Of Mice and Male Essay on Lennie
Check out the methods Lennie is presented and established in Of Mice and Male Although Lennie is amongst the main characters in ‘Of Mice and Guys’, he is maybe the least self-motivated. He experiences no significant modifications, advancement, or development throughout the novel and remains exactly as the reader encounters him in the opening pages. Throughout this essay I will be discussing the various elements of his character. Although Steinbeck’s insistent foreshadowing of these qualities makes Lennie a rather simple character, Lennie’s simplicity is essential to Steinbeck’s concept of the novel.
Considering that the catastrophe depends upon the outcome appearing to be expected, we as the reader must know from the start that Lennie is doomed, and must be supportive to him. Steinbeck accomplishes these two tasks by creating a character who earns the reader’s compassion due to the fact that of his utter vulnerability in the face of the events that unfold. Lennie is totally defenceless, he can not avoid the threats provided by Curley, Curley’s spouse, or the world at large, ‘Curley’s fist was swinging when Lennie grabbed it. Representing his awful flaw this extract plainly shows that Lennie has no control over his strength which is making the ending more foreseeable. But he is a character whom Steinbeck establishes for disaster, a character whose innocence just seems to guarantee his unavoidable destruction. Steinbeck also represents Lennie as a violent man throughout the novel by making the character of Lennie not able to manage his violence. Compared to the other characters, Lennie reveals an unintended violence. He does not even think to resist when Curley attacks him, but when he does; it is with tremendous and uncontrollable force.
He has so little control over his own strength that he unintentionally kills his puppy, and then minutes later on kills Curley’s other half. His actions on these occasions are compared to those of an animal, powerful however senseless, ‘… a little dead puppy that lay in front of him … his substantial hand rubbed it, rubbed it clear from one end to the other. “Why do you got to get eliminated? … I didn’t bounce you hard.” ‘. This extract clearly reveals that he is uninformed of strength which he is confused to as why the young puppy has actually been killed.
Ironically, Curley’s wife is brought in to him because of the violence he had actually displayed in crushing her partner’s hand. It is the hazard of violence to be utilized against Lennie that causes George to take the last step of killing his buddy. We can also see Lennie as a victim; this is maybe the most interesting trait of his personality for great deals of different reasons. Interestingly, the words utilized to explain Curley’s combating and battle appear to be more violent than Lennie’s aggressiveness, making Lennie seem the victim.

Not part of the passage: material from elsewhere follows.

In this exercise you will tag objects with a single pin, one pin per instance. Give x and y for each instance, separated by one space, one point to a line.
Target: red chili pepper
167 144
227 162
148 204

The onomatopoeia usage of words such as “slashed” and “crashed” produce the idea that Lennie is the one being injured in this situation. Cross sectioning, the very same description method is utilized when Lennie is suffocating Curley’s other half. Words such as “battered” and “writhed” are utilized to start that even though Lennie is the one injuring, he is the victim none the less. Furthermore, Steinbeck writes that “Lennie seen in horror” as Curley’s hand crushed under his own, showing that even though he is doing it, he can’t control himself and does not wish to be injuring him.
Quickly, since of the description of the method he is acting, we feel compassion for Lennie, and not the individual he has hurt. Lastly, we also can believe that Lennie is only ever violent through being invited or fooled into it. Firstly, with the mouse he eliminates he states himself “pretty soon they bite my fingers”, showing that he would just ever pet more difficult if they did so. Secondly, he only breaks Curley’s hand since Curley punches him and George informs him to do so, and lastly, Curley’s other half takes his hand and makes him touch her hair, not knowing that he will not let go.